The bins also collected bits and pieces of trash, sticky residue, and other detritus, which requires them to be cleaned out - by hand - on a fairly frequent basis.  Their solar screens get damaged easily, the solar-powered indicator showing the unit's available capacity frequently malfunctions, and Big Belly's corporate folks have no proof that the 10-year life expectancy they claim for their product is realistic.

Indeed, sitting out on a city sidewalk in all weather, exposed to whatever vandalism urban furniture has to endure, having to consume whatever the public puts into it - whether it was designed for that waste or not, being as unreliable as Philadelphia has determined them to be, and being vulnerable to significant damage by wayward cars, Big Belly cans hardly seem more cost-efficient than the basic wire trash receptacles most pedestrians have to use, and for which taxpayers have to pay.

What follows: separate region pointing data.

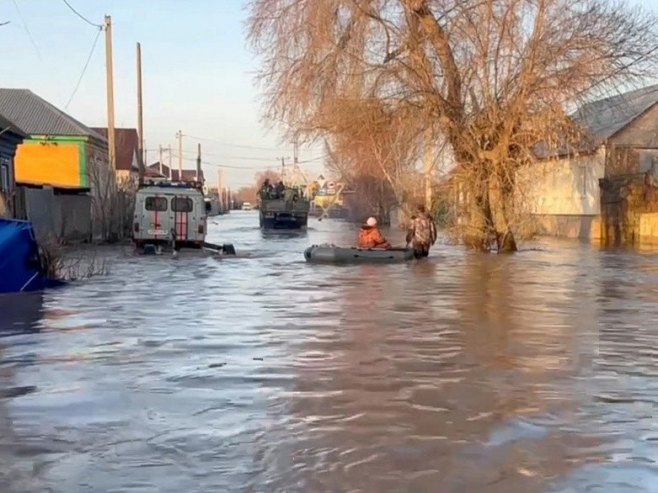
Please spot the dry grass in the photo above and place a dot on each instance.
(63, 265)
(493, 79)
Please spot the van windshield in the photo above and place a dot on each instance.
(182, 204)
(155, 204)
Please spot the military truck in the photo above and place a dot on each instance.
(283, 209)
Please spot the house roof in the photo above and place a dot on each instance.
(601, 120)
(126, 146)
(6, 125)
(604, 118)
(36, 116)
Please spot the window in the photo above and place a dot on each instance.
(182, 204)
(158, 204)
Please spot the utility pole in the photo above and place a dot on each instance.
(140, 115)
(110, 92)
(220, 187)
(180, 155)
(429, 164)
(171, 174)
(198, 163)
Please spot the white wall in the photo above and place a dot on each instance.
(563, 187)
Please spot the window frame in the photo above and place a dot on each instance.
(156, 200)
(187, 200)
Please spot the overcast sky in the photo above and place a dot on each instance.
(198, 75)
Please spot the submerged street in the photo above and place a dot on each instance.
(466, 372)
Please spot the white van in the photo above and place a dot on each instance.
(170, 214)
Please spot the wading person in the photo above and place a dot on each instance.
(371, 237)
(422, 232)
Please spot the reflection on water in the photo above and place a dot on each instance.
(465, 372)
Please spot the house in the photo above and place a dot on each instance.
(566, 190)
(55, 167)
(126, 150)
(10, 137)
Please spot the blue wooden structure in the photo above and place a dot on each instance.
(10, 137)
(21, 266)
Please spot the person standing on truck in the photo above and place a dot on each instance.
(422, 232)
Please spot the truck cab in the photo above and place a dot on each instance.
(170, 214)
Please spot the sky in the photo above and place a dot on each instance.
(198, 76)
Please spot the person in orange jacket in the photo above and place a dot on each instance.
(371, 237)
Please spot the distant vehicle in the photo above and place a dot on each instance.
(290, 211)
(170, 214)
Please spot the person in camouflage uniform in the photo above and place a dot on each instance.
(422, 232)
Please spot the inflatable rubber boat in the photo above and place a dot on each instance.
(330, 254)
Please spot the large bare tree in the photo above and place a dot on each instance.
(495, 78)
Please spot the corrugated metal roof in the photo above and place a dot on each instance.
(36, 116)
(604, 118)
(125, 147)
(601, 120)
(6, 124)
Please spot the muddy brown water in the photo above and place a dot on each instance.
(463, 373)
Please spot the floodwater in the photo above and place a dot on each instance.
(536, 372)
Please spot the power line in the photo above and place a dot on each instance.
(27, 29)
(84, 69)
(80, 15)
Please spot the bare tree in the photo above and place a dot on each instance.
(250, 193)
(495, 77)
(113, 201)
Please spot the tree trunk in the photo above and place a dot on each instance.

And even if the Big Belly technology worked flawlessly, and their construction was foolproof, there's still absolutely nothing that helps it pick up more trash!  Nothing about the Big Bellies will encourage more people to use them.  Company officials want their customers to think that pedestrians will be so enamored and awe-struck by these computerized trash cans that they'll want to throw everything they can into them.  But frankly, if a slob isn't going to throw their trash into a $100 wire basket, they're not going to pull a handle and insert their trash into the chute of a Big Belly can.

Ah, yes - those handles.  Each Big Belly is self-contained, with a chute you pull open so you can deposit your trash into the container.  But as the Philadelphia controller's report shows, that handle itself may not be something somebody needing to discard trash may want to touch.

Still, there are suckers born every minute, and the guys who invented the Big Belly in 2003 have been able to build a thriving business selling $4,000 garbage cans to them.  Big Bellies can now be found in nearly every state, and thirty countries around the world, with much of their business coming from existing customers who want to expand their use of the well-marketed trash cans.

Fortunately for us taxpayers, we're not having to pay for all of them.  The city of Cincinnati, for example, has a wealthy environmentalist who's paying for theirs, and Boston has inked a deal with an outdoor advertising company who wants to use the sizable dimensions of each Big Belly to sell promotional space.

And it's not like there's no benefit for concealing a city's trash inside a big, solar-powered receptacle.  New York City ran a study and determined that Big Bellies are rat-proof, which is music to the ears of anybody who's walked down a dark sidewalk at night and heard spooky rustling noises coming out of those wire garbage cans.

But four thousand dollars apiece?

Kinda puts a new spin on "disposable income," doesn't it?
_____

* Update:  The 200 extra Big Belly cans for Syracuse may be purchased with funds New York State collects from power generation companies.  The state penalizes companies a dollar amount based on their greenhouse gas emissions, and money from the fund those penalties generate could be used to pay for the pricey trash cans.  So we federal taxpayers may be off the hook there - unless you pay a utility bill in New York State.